Introduction
In 1887, historian Mandell Creighton published the third volume of his monumental study of the Papacy. Fellow historian Lord Acton, a Roman Catholic troubled by the recent declaration of Papal Infallibility, criticised him for being too soft on the crimes of the Popes: the historian who easily excuses the tyrants of the past, he warned, may also hire himself out to excuse the tyrants of the present.
YOU say that people in authority are not to be snubbed or sneered at from our pinnacle of conscious rectitude.* I really don’t know whether you exempt them because of their rank, or of their success and power, or of their date. But if we might discuss this point until we found that we nearly agreed, and if we do agree thoroughly about the impropriety of Carlylese* denunciations and Pharisaism in history, I cannot accept your canon that we are to judge Pope and King unlike other men, with a favoured presumption that they did no wrong. If there is any presumption, it is the other way, against holders of power, increasing as the power increases. Historic responsibility has to make up for the want of legal responsibility. Power tends to corrupt, and absolute power corrupts absolutely.* Great men are almost always bad men, even when they exercise influence and not authority: still more when you superadd the tendency or the certainty of corruption by authority.
* The offending passage may be found in the Preface to Volume III of Mandell Creighton’s five-volume magnum opus ‘A History of the Papacy During the Period of the Reformation’ (1882-94): “I have tried to deal fairly with the moral delinquencies of the Popes, without, I trust, running the risk of lowering the standard of moral judgment; but it seems to me neither necessary to moralise at every turn in historical writing, nor becoming to adopt an attitude of lofty superiority over anyone who ever played a prominent part in European affairs, nor charitable to lavish undiscriminating censure on any man. All I can claim is, that I have not allowed my judgment to be warped by a desire to be picturesque or telling.”
* A reference to Thomas Carlyle (1795-1881), known for his many pithy remarks as well as his industrious labour as a historian and mathematician. He subscribed to the ‘great men’ view of history, that men of power and intellect not only do but should shape our world. “The history of the world is but the biography of great men” he declared in Heroes and Hero-Worship (1841), and in Chartism (1840) he reduced all noble protests, including The Peterloo Massacre, to the inarticulate plea of the working man to be governed by his betters. “‘Guide me, govern me! I am mad, and miserable, and cannot guide myself!’ Surely” Carlyle went on “of all ‘rights of man,’ this right of the ignorant man to be guided by the wiser, to be, gently or forcibly, held in the true course by him, is the indisputablest”. Little wonder that neither Acton nor Creighton were admirers.

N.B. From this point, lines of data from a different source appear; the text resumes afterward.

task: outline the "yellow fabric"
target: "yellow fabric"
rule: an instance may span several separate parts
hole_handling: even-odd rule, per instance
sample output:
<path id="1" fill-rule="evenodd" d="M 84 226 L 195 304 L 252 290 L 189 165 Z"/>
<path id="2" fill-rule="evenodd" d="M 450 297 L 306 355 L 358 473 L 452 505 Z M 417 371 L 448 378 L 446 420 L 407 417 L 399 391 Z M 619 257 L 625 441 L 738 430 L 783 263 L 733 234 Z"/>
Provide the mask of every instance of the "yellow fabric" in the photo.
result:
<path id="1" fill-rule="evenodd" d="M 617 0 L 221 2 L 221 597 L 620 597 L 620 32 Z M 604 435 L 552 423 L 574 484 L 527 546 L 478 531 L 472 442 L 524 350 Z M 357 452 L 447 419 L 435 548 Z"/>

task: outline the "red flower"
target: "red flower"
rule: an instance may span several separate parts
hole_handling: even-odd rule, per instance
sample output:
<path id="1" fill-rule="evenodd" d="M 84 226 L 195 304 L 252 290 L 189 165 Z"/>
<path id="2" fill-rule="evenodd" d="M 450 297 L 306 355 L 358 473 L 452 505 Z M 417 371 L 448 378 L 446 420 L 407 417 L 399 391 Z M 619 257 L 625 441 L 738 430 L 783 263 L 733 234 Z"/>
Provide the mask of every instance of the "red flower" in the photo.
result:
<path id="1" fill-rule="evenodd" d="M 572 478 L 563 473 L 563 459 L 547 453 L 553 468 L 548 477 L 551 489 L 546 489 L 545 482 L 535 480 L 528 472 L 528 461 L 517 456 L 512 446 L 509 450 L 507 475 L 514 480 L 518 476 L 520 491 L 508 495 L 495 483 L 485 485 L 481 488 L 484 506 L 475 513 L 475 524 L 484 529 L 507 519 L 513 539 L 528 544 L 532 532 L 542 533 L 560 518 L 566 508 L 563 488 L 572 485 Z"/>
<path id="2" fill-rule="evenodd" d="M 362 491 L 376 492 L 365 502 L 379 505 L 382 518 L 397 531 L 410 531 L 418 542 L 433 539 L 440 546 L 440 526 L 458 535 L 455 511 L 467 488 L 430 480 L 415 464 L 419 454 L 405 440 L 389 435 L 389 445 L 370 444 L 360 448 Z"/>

* This is one of the most famous aphorisms in politics. When Sir Sultan Mahomed Shah, Aga Khan III (1877-1957), expressed his bewilderment at the sudden spread of white-race superiority in English society around the turn of the twentieth century, novelist W. Somerset Maugham invoked this same phrase. “I am not satisfied with the explanation which the Aga Khan gives” he wrote. “I think it is to be sought rather in that hackneyed, but consistently disregarded aphorism of Lord Acton’s: Power corrupts and absolute power corrupts absolutely.”
Précis
Shortly after Mandell Creighton’s multi-volume History of the Papacy came out, fellow historian Lord Acton wrote to him to complain that he had pulled too many punches. Power is a great corrupter of men, he said, and historians had a responsibility to hold the Great and the Good to account, especially if none had dared do so in their lifetimes. (60 / 60 words)
Shortly after Mandell Creighton’s multi-volume History of the Papacy came out, fellow historian Lord Acton wrote to him to complain that he had pulled too many punches. Power is a great corrupter of men, he said, and historians had a responsibility to hold the Great and the Good to account, especially if none had dared do so in their lifetimes.